The world of humans changed when the warrior Yi entered their domain. The villagers thrive on rituals meant to bring them closer to the Sols, the gods who watch over them. But Yi knows the truth - the Sols are tyrants ruling over a sleeping empire, ruthlessly harvesting life forms for the energy in their organs. Yi was nearly killed by the Sols when he last invoked their wrath. This time, he'll have to be more thorough.

Nine Sols is an action platformer with combat designed after that of Sekiro. Yi has a standard attack combo and dodge, but the central mechanic is a parry. Careful timing enables Yi to not only stop most attacks, but to follow up by planting an qi-infused explosive rune on the target. Use of the parry isn't strictly necessary (at least not until you get to the bosses), but tougher encounters get a lot easier if the player has mastered the skill. There are other approaches to combat, and even stealth is somewhat viable as it's possible to sneak up on a target for a surprise attack.

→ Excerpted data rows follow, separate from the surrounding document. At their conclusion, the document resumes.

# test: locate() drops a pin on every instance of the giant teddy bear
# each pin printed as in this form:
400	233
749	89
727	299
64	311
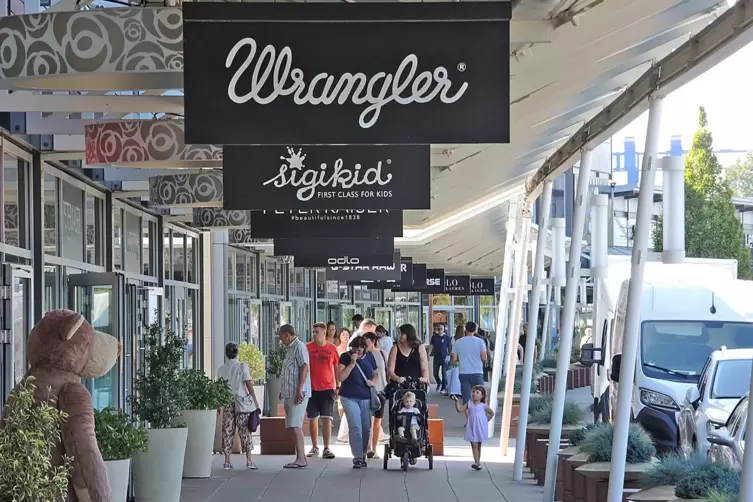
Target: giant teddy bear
62	349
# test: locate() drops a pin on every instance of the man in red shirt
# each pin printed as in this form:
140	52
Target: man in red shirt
323	360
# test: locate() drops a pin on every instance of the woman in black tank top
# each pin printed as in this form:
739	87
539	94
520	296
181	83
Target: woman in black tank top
408	357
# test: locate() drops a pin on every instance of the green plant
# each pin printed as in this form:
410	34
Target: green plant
598	444
28	435
716	477
275	360
671	468
203	393
251	355
572	414
159	393
576	437
117	436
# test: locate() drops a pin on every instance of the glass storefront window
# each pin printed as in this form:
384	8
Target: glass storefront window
50	214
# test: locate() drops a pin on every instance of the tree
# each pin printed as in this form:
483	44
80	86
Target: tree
740	176
712	225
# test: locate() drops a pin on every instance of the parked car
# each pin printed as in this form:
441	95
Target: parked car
728	442
725	379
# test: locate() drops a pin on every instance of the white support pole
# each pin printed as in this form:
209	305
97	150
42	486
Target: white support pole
533	324
521	289
633	309
502	313
546	327
568	323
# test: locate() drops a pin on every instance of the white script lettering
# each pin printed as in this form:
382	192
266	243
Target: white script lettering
404	87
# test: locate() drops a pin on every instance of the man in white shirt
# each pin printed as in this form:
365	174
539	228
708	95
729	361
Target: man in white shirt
470	352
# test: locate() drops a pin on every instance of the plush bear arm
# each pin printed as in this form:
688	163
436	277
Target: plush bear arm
89	475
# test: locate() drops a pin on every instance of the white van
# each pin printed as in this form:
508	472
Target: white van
688	310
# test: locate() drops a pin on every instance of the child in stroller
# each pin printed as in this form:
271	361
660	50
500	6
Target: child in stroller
409	425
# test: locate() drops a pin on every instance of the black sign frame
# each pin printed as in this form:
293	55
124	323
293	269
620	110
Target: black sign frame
448	63
322	177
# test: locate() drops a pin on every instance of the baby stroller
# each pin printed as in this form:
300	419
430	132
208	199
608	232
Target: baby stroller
403	447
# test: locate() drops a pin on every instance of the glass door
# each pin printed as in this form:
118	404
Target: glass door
15	325
100	298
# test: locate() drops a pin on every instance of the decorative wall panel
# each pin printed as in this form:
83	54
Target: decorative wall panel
214	217
95	50
146	143
202	189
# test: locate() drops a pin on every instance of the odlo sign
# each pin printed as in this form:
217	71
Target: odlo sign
340	73
326	177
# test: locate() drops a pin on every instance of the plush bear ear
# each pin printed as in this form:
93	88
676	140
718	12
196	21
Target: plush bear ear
71	325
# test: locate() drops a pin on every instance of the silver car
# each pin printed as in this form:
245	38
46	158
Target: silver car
728	442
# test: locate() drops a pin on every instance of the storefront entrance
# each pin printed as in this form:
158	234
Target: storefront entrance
15	325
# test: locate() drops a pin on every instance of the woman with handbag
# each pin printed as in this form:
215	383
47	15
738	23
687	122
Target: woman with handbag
238	414
357	373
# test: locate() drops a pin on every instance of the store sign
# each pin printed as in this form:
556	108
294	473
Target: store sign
351	223
364	273
457	285
338	73
482	287
72	223
325	252
327	177
133	244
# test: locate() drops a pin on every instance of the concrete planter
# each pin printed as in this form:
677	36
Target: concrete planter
117	473
158	472
201	424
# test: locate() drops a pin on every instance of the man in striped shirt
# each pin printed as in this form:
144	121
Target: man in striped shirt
296	389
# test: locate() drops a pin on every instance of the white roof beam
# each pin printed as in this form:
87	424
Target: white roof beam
731	31
24	101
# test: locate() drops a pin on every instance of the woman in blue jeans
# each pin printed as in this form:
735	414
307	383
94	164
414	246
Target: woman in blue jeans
357	372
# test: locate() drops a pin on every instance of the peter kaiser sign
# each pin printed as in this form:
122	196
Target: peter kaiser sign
327	177
345	73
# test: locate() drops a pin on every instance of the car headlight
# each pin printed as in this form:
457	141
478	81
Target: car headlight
657	399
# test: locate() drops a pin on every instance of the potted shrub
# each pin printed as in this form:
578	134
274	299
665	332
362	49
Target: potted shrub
119	440
203	397
158	400
251	355
29	432
274	381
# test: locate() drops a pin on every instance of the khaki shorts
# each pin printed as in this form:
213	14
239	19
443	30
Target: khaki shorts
294	412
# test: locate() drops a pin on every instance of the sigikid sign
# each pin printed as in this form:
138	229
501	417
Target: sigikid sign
327	177
343	73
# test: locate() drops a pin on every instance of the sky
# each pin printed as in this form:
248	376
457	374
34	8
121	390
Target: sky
723	90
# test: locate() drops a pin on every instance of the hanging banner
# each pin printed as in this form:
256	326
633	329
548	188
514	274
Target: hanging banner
327	177
324	252
364	273
459	285
342	73
326	223
482	286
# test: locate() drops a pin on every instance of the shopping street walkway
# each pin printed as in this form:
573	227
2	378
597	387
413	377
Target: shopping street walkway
452	479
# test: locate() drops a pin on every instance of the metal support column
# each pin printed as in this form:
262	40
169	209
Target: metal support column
533	324
568	323
512	338
632	311
502	313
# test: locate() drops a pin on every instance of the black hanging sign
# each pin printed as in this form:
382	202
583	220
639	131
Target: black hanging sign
324	252
364	273
326	223
434	281
457	285
344	73
327	177
482	286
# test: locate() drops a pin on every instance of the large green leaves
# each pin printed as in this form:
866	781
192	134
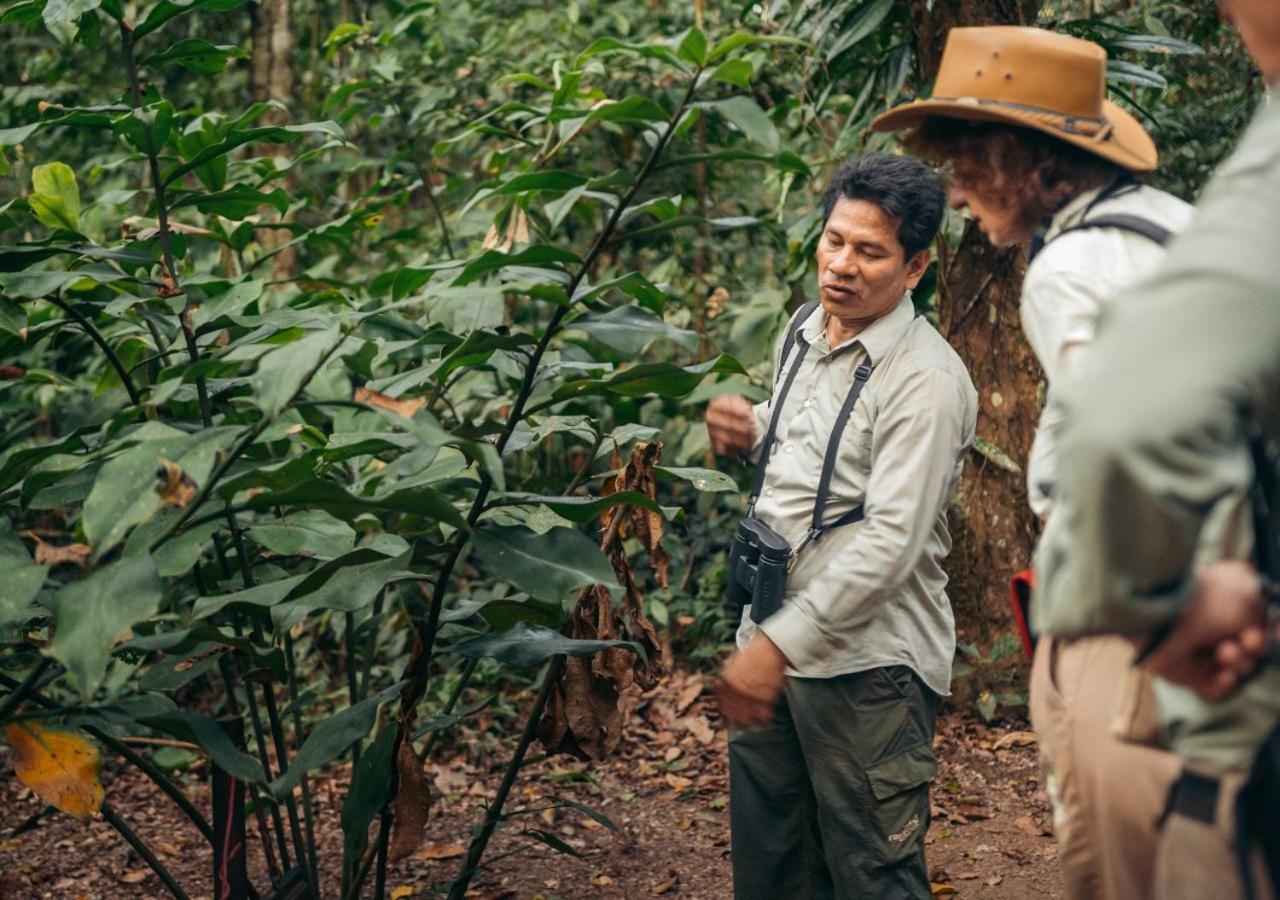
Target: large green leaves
525	645
55	199
94	612
332	738
124	494
548	566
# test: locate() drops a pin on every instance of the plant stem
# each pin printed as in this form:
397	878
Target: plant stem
18	694
142	850
103	345
174	288
480	841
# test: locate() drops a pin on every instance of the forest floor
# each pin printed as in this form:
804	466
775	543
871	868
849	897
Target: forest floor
666	790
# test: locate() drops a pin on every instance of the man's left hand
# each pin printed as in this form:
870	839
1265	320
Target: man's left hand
752	683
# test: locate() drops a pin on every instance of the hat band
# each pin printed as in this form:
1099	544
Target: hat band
1073	124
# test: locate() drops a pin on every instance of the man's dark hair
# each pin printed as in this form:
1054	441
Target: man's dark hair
905	188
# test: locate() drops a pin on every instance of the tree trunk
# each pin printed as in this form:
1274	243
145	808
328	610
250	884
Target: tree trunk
272	78
978	293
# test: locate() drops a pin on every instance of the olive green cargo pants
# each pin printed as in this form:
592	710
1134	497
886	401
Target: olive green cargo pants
832	799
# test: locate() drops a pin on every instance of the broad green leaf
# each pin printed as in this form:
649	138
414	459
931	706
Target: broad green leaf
583	508
259	595
631	329
750	119
369	791
663	379
13	319
703	479
693	46
548	566
213	739
867	21
22	579
282	373
124	490
332	738
62	17
310	533
1130	73
167	9
347	589
540	256
197	55
94	612
525	645
55	197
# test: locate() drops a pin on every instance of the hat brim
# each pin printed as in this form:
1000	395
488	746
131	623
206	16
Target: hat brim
1125	142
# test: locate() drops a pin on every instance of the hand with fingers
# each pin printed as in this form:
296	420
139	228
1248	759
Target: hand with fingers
731	424
752	683
1221	635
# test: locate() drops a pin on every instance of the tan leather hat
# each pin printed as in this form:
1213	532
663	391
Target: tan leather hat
1034	78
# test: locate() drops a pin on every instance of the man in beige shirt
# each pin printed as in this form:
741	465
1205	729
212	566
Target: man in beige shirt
832	698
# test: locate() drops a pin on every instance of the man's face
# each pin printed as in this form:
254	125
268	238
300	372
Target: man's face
995	219
1258	23
862	272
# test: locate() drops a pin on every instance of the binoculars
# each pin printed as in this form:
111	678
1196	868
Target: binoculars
758	563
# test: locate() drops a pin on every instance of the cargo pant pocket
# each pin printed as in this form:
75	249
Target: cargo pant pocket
900	814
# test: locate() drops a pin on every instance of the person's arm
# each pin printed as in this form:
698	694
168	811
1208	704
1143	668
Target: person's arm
1153	447
919	434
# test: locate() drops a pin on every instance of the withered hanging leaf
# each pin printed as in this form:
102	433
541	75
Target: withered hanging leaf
583	716
406	409
51	554
59	764
176	487
412	804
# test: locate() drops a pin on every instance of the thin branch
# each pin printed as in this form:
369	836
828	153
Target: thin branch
480	841
103	345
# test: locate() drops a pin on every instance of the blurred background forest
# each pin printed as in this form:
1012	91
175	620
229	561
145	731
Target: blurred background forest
347	348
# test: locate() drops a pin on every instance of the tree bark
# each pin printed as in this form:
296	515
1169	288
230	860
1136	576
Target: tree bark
978	293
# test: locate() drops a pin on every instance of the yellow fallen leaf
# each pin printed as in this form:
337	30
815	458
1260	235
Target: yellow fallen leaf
59	764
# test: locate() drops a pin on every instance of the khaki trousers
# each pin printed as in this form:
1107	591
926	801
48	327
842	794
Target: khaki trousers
1197	858
1107	795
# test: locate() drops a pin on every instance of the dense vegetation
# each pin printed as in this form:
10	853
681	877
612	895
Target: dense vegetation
353	356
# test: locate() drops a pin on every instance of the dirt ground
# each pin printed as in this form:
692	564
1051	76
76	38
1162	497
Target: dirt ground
666	791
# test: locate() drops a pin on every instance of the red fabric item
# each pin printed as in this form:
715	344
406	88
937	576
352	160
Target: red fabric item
1020	588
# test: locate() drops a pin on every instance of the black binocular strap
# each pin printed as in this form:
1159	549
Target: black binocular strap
780	400
828	464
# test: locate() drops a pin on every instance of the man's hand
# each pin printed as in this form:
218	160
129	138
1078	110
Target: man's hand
1221	635
731	424
750	684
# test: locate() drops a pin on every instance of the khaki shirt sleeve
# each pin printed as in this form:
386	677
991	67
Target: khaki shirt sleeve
920	433
1153	447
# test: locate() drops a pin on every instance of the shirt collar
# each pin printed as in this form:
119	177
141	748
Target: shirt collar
877	339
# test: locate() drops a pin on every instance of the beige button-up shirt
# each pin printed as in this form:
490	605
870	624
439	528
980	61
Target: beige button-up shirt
872	593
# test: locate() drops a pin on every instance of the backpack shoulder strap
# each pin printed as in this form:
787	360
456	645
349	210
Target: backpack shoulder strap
1133	224
792	329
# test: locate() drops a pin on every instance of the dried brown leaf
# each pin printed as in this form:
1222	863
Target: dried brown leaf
411	807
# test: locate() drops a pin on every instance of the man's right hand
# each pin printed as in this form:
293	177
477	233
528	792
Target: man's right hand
1221	635
731	424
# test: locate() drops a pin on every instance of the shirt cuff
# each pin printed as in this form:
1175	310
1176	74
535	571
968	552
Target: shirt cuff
798	636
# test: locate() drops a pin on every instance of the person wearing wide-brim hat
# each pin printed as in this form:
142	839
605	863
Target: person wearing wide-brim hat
1038	155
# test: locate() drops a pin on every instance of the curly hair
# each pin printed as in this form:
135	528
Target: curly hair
1024	170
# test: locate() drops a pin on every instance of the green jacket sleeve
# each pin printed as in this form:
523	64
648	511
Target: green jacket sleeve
1153	467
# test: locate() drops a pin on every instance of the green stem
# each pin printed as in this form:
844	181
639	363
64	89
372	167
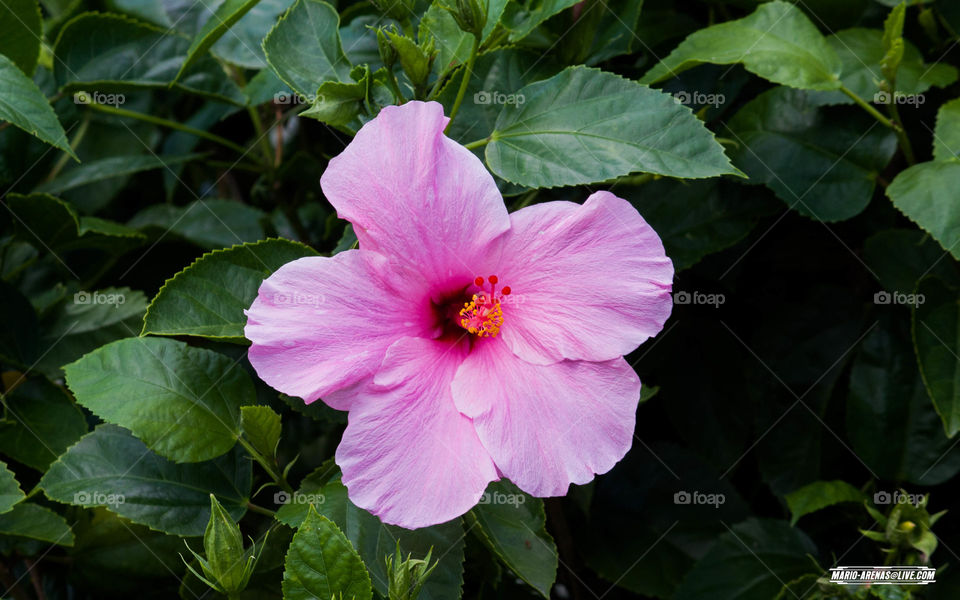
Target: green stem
120	112
279	479
65	158
468	70
867	107
477	143
902	140
260	510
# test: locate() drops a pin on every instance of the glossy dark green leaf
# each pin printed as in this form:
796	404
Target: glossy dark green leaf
584	125
819	495
183	402
42	422
111	468
937	342
106	168
891	423
208	298
10	492
861	51
261	426
105	53
21	33
777	42
754	557
695	218
822	167
513	525
322	563
28	520
86	320
23	104
209	224
304	47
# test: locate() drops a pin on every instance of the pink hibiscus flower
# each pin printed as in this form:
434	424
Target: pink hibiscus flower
465	342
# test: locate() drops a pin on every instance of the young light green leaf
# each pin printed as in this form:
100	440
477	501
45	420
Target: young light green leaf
513	525
936	340
322	563
818	495
216	26
183	402
208	298
111	468
777	42
42	423
261	425
584	125
106	168
946	138
21	30
23	104
10	492
36	522
919	192
788	144
304	49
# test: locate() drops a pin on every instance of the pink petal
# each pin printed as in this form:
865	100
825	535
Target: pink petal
588	282
416	195
320	324
547	426
407	455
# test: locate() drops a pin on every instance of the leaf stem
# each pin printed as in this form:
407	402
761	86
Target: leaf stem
468	70
279	479
867	107
121	112
477	143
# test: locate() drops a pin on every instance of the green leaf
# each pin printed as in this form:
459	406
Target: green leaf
946	139
42	422
584	125
513	525
322	563
242	45
861	53
184	402
937	342
303	48
106	168
919	192
23	104
757	555
824	168
261	425
521	18
208	298
111	468
818	495
223	18
36	523
21	30
777	42
49	223
375	541
111	53
209	224
10	492
84	321
891	424
696	218
899	257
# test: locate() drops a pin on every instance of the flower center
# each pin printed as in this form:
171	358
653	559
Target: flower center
483	315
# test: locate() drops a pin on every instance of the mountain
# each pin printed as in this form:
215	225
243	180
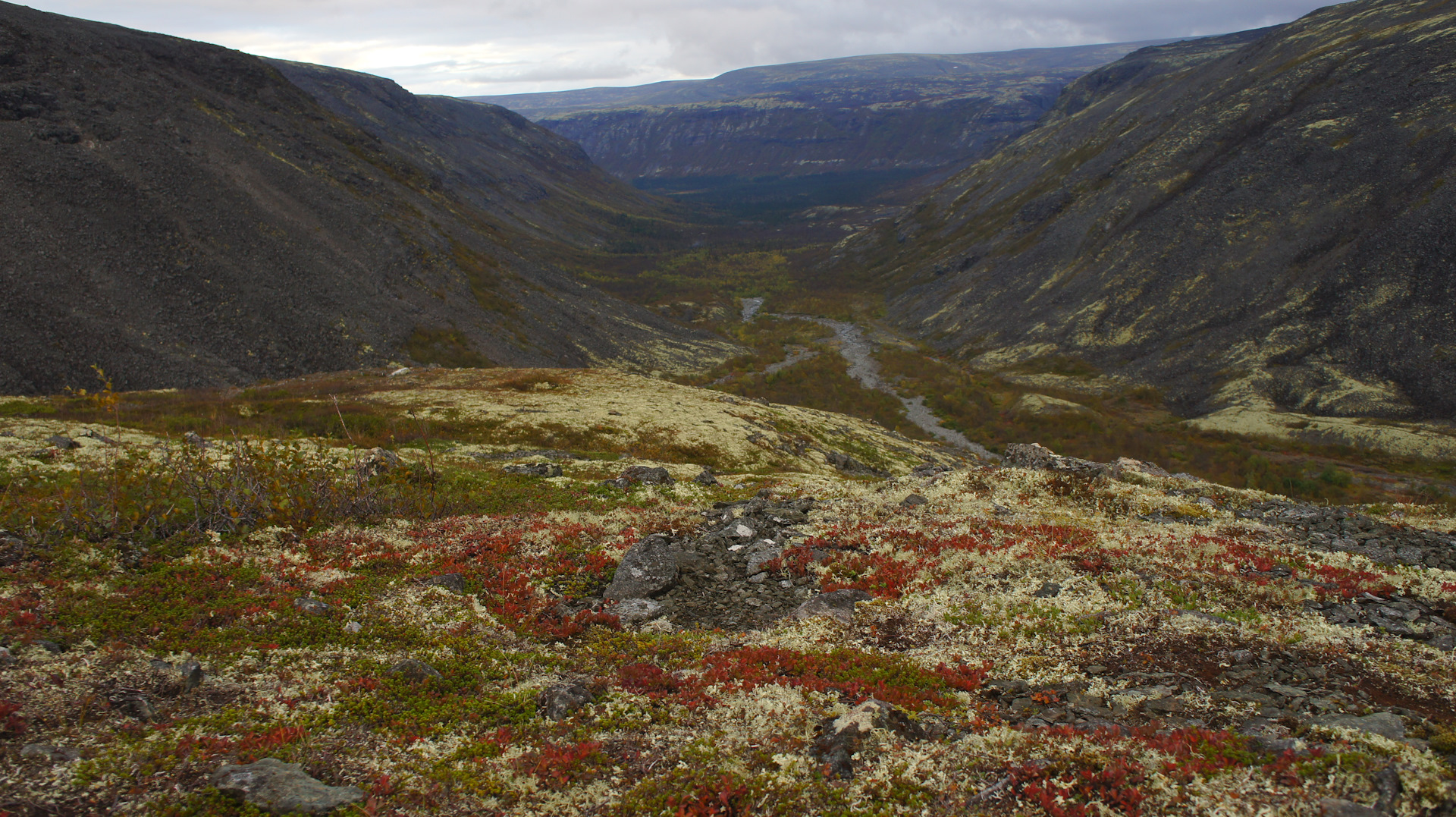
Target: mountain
1258	220
184	215
894	115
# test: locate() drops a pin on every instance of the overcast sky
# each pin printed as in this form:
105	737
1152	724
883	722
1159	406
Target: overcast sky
481	47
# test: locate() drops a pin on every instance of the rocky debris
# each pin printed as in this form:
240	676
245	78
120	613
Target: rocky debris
849	465
1351	532
647	568
641	475
637	611
378	460
190	673
1395	615
1383	724
1123	467
281	788
312	606
452	581
560	701
837	605
50	753
131	702
535	470
414	671
1332	807
522	454
648	475
843	737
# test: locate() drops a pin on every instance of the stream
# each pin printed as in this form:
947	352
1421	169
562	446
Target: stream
859	350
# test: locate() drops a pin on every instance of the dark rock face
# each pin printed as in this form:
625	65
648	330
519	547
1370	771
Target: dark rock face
647	568
182	215
1260	216
813	117
281	788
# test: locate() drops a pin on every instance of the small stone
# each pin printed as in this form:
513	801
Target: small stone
1331	807
560	701
191	673
1383	724
1049	590
376	462
637	611
647	568
134	704
281	788
414	671
648	475
837	605
450	581
535	470
312	606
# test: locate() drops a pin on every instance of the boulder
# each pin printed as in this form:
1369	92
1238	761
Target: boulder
281	788
414	671
452	581
637	611
535	470
1383	724
647	568
648	475
837	605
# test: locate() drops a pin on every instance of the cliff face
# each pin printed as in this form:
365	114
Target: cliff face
890	111
182	215
1239	222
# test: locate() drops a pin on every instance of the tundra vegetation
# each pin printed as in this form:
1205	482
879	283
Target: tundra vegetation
397	583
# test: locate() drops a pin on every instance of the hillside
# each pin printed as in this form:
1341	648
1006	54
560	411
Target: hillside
855	123
1250	226
182	215
532	600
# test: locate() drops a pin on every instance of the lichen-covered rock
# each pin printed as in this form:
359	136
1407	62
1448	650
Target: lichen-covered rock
647	568
281	788
837	605
560	701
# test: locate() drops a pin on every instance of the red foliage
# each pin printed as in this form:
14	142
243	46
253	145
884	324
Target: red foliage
11	723
558	765
728	799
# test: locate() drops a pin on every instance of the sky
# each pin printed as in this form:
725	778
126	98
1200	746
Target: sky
491	47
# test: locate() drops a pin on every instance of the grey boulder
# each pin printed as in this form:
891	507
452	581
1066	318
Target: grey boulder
281	788
647	568
837	605
1383	724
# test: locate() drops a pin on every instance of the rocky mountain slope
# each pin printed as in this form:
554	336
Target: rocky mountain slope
1250	226
182	215
856	114
475	624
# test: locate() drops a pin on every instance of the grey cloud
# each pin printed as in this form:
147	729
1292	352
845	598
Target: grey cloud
513	46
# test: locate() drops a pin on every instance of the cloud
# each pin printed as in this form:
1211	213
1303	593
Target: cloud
476	47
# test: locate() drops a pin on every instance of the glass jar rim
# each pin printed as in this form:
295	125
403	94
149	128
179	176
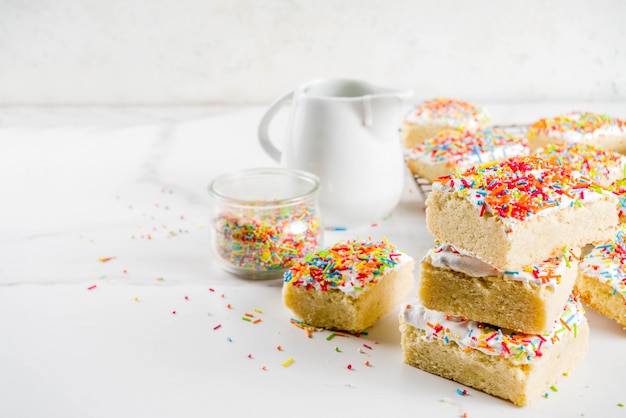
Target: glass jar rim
308	177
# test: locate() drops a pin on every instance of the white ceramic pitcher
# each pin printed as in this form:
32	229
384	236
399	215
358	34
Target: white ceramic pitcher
346	132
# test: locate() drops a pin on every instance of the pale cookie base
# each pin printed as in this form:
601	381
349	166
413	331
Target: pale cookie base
414	134
455	220
600	297
334	309
611	143
502	302
503	377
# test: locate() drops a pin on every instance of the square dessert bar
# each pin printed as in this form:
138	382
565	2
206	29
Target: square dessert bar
348	286
599	130
519	211
453	150
602	278
528	300
513	366
427	118
602	166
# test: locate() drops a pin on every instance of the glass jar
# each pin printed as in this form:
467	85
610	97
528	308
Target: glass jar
262	221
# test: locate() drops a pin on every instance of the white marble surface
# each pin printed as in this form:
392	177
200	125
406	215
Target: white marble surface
120	52
150	332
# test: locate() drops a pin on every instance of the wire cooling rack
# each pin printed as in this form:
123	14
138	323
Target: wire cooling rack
424	186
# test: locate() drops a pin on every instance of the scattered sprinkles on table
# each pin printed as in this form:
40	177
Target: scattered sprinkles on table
267	239
578	125
599	165
449	112
520	187
351	266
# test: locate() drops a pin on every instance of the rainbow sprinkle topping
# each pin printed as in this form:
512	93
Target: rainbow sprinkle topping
455	147
450	112
579	123
606	262
351	266
598	164
488	339
520	187
619	189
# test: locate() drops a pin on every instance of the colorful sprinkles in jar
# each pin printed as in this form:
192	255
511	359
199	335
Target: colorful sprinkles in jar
264	220
266	239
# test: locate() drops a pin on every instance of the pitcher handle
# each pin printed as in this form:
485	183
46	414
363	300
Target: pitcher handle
263	132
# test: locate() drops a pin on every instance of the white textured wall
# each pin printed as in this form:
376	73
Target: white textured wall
219	51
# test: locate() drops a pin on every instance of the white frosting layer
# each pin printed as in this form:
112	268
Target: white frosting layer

Nine Sols is sort of a Metroidvania-lite - Yi gains new movement skills at select parts of the game, but the focus is more on technical combat than platforming or exploration. Do be prepared for some challenging platforming, though - while the game is relatively forgiving in that a mistake usually isn't instant death, some sequences do require very tight controls.

I'd be remiss if I didn't mention the graphical style. Nine Sols is described as a "Taopunk" - set in the future, but featuring a lot of classical Chinese iconography. Standard enemies are designed to resemble imperial soldiers, while many major enemies and allies are based on Daoist immortals or mythical figures from Chinese history. The graphics and music both feature an otherworldly, often surreal vibe that is very unlike anything else on the market right now. It's an aesthetic that can keep you playing just out of curiosity and wonder.

Nine Sols is available for PC via Steam. A copy was provided for this review.